The "Pioneer" Accelerator pitch day arrived.
The auditorium at P.T.U.'s innovation center was packed.
Anxious student founders, faculty, a few local tech journalists.
And us, the judges, on a raised platform at the front.
I sat in the center, flanked by a seasoned P.T.U. engineering professor and a successful alum who'd IPO'd her company last year.
My role today was crucial. Our firm was putting up significant seed money.
I scanned the program. Mark Jenkins was scheduled third.
My stomach twisted a little. Chris and I had decided I wouldn't recuse. His application was weak; he wouldn't make the cut regardless.

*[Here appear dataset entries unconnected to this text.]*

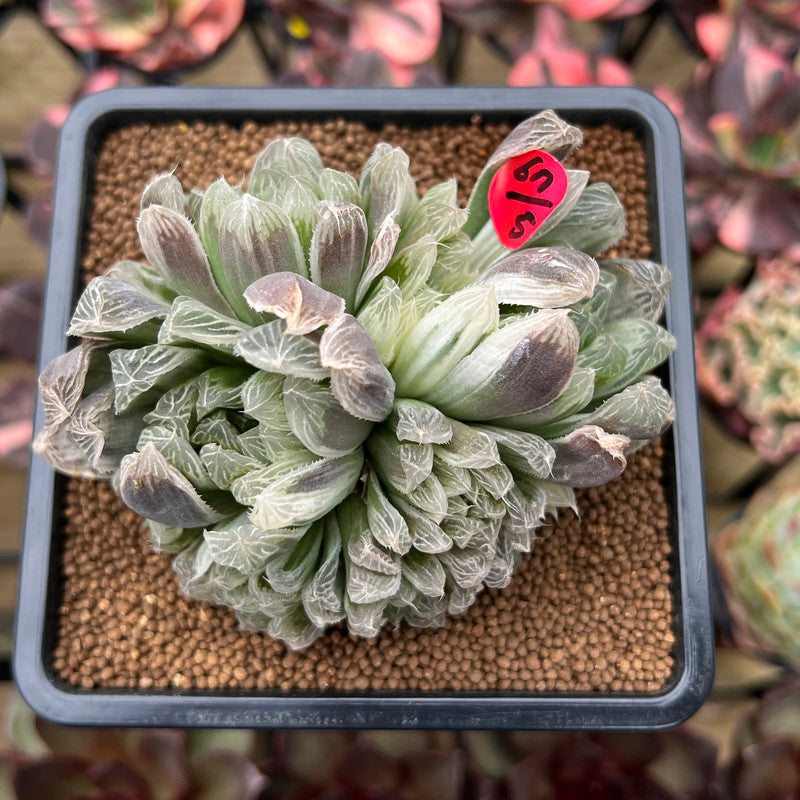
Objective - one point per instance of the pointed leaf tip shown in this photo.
(304, 306)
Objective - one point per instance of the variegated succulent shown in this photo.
(336, 401)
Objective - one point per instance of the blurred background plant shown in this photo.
(730, 71)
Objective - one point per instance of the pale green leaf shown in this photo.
(415, 421)
(442, 338)
(154, 367)
(318, 420)
(164, 190)
(307, 493)
(304, 306)
(380, 318)
(338, 248)
(271, 348)
(191, 322)
(544, 131)
(519, 367)
(171, 244)
(360, 381)
(544, 277)
(111, 309)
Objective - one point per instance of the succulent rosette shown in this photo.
(337, 401)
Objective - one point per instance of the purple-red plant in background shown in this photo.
(740, 122)
(553, 59)
(151, 35)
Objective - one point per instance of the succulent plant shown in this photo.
(678, 764)
(554, 59)
(739, 124)
(337, 401)
(758, 562)
(766, 761)
(747, 361)
(49, 761)
(154, 36)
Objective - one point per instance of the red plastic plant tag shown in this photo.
(523, 194)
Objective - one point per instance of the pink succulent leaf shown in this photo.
(20, 307)
(585, 10)
(42, 141)
(405, 31)
(54, 776)
(114, 26)
(554, 59)
(209, 25)
(715, 34)
(756, 224)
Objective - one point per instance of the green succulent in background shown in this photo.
(759, 565)
(337, 401)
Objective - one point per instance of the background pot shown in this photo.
(41, 579)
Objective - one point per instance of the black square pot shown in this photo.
(41, 578)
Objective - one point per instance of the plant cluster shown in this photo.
(758, 565)
(336, 401)
(747, 360)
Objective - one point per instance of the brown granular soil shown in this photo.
(589, 610)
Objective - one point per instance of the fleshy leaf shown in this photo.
(642, 411)
(576, 396)
(172, 246)
(401, 466)
(308, 492)
(338, 248)
(338, 187)
(360, 381)
(270, 348)
(191, 322)
(385, 522)
(220, 387)
(588, 456)
(63, 382)
(545, 277)
(256, 238)
(415, 421)
(155, 489)
(442, 338)
(179, 453)
(111, 309)
(411, 267)
(596, 223)
(239, 544)
(164, 190)
(641, 288)
(322, 594)
(468, 448)
(102, 434)
(519, 367)
(425, 573)
(647, 345)
(303, 305)
(225, 466)
(387, 189)
(212, 206)
(153, 367)
(545, 131)
(318, 420)
(523, 452)
(380, 254)
(293, 154)
(380, 318)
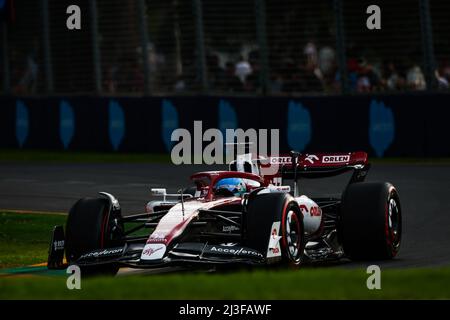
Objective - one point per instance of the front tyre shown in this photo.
(371, 221)
(91, 226)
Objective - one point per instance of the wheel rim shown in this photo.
(293, 235)
(394, 223)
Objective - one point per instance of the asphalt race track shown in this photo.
(424, 192)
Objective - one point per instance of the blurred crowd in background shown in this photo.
(281, 47)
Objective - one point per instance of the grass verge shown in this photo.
(24, 238)
(10, 155)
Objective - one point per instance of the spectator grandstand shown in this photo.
(242, 47)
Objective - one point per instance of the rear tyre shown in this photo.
(371, 221)
(262, 211)
(90, 226)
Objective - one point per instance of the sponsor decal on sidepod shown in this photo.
(153, 251)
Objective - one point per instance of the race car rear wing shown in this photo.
(296, 165)
(317, 165)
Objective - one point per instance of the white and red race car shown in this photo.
(238, 216)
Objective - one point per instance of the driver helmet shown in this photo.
(235, 185)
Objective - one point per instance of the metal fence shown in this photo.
(239, 47)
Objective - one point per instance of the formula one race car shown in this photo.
(240, 216)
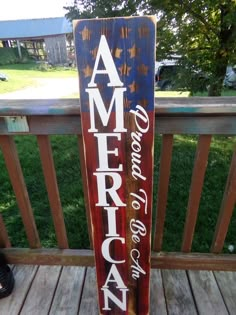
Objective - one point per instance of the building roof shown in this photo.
(22, 29)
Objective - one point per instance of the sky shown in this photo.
(30, 9)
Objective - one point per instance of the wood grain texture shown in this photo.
(227, 284)
(85, 187)
(180, 122)
(193, 261)
(157, 296)
(200, 165)
(118, 139)
(72, 257)
(4, 239)
(178, 294)
(50, 256)
(202, 125)
(67, 106)
(24, 276)
(40, 296)
(207, 294)
(69, 291)
(53, 191)
(226, 210)
(17, 180)
(163, 187)
(89, 302)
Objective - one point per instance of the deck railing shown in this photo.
(204, 117)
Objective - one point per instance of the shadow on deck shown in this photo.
(57, 290)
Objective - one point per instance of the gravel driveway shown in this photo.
(46, 88)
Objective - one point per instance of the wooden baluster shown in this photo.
(17, 179)
(226, 210)
(52, 189)
(163, 185)
(4, 240)
(200, 165)
(85, 187)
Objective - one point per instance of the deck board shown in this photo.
(227, 285)
(178, 294)
(69, 291)
(72, 290)
(40, 296)
(207, 295)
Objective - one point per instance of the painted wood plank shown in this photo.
(89, 302)
(50, 178)
(24, 276)
(200, 165)
(165, 124)
(226, 210)
(69, 291)
(193, 261)
(177, 292)
(206, 292)
(115, 59)
(227, 284)
(40, 296)
(4, 239)
(157, 296)
(173, 105)
(204, 125)
(17, 180)
(163, 187)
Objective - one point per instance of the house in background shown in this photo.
(45, 39)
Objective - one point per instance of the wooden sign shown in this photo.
(115, 59)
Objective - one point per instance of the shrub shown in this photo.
(10, 55)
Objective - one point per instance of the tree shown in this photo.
(202, 32)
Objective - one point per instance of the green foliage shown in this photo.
(66, 158)
(27, 74)
(7, 56)
(203, 33)
(214, 184)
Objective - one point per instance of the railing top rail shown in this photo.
(164, 106)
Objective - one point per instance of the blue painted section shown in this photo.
(135, 39)
(18, 29)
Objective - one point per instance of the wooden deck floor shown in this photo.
(56, 290)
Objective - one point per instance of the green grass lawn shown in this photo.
(23, 75)
(66, 158)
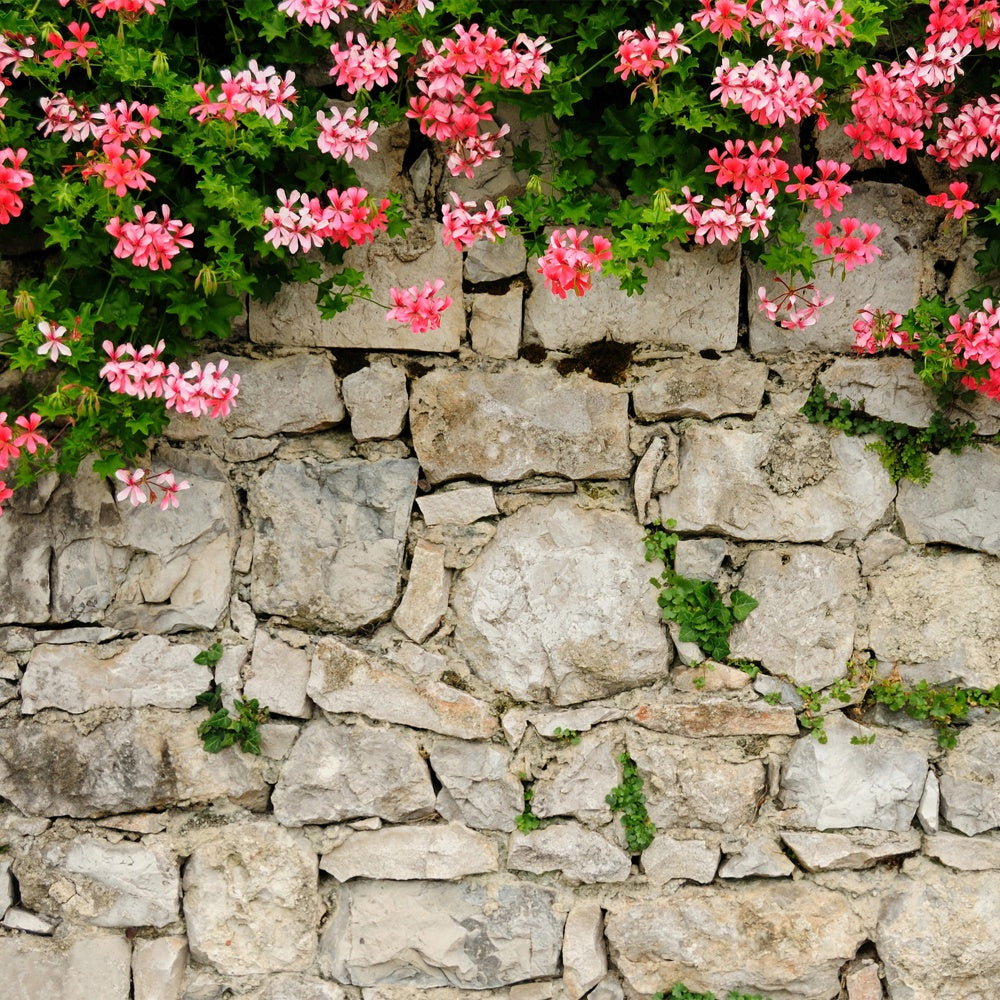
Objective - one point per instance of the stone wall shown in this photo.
(425, 554)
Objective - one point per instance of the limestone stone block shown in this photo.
(250, 900)
(438, 851)
(83, 967)
(344, 679)
(459, 506)
(961, 503)
(479, 786)
(278, 675)
(91, 881)
(798, 936)
(517, 423)
(344, 771)
(149, 671)
(557, 607)
(495, 324)
(804, 625)
(158, 966)
(425, 599)
(148, 759)
(377, 401)
(838, 784)
(585, 957)
(696, 387)
(938, 934)
(292, 318)
(782, 486)
(471, 935)
(572, 851)
(820, 852)
(669, 858)
(696, 291)
(328, 541)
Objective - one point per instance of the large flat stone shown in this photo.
(522, 422)
(475, 936)
(558, 607)
(328, 542)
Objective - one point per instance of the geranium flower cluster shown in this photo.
(301, 222)
(150, 242)
(463, 225)
(568, 265)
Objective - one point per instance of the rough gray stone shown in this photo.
(377, 401)
(347, 679)
(517, 423)
(292, 318)
(108, 885)
(475, 936)
(801, 936)
(961, 503)
(149, 759)
(341, 771)
(804, 625)
(939, 934)
(440, 851)
(557, 607)
(578, 854)
(328, 542)
(697, 289)
(842, 496)
(838, 784)
(695, 387)
(820, 852)
(250, 900)
(151, 671)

Confronting him privately before this felt wrong, like I was trying to silence him because of his posts.
The first two pitches were solid. Good ideas, nervous presenters.
Then, Mark Jenkins walked onto the stage.
He looked confident, almost arrogant, in a slightly-too-sharp suit.
He started his presentation, a generic pitch for a social media analytics tool.
His eyes scanned the judges' table as he spoke.
They passed over Professor Davies, then Anya Sharma.
Then they landed on me.
He stopped. Mid-sentence.
His smile froze.
His eyes widened, just a fraction. Recognition. Disbelief.
Then, something else. Panic.
He faltered, losing his place in his slides.
"Uh... so, our projections... our projections show..."
He stared at me, his face slowly turning red.
The room was silent. Everyone could feel the shift.
He knew. He knew who I was.
And he knew I was about to judge his "bootstrapped hustle."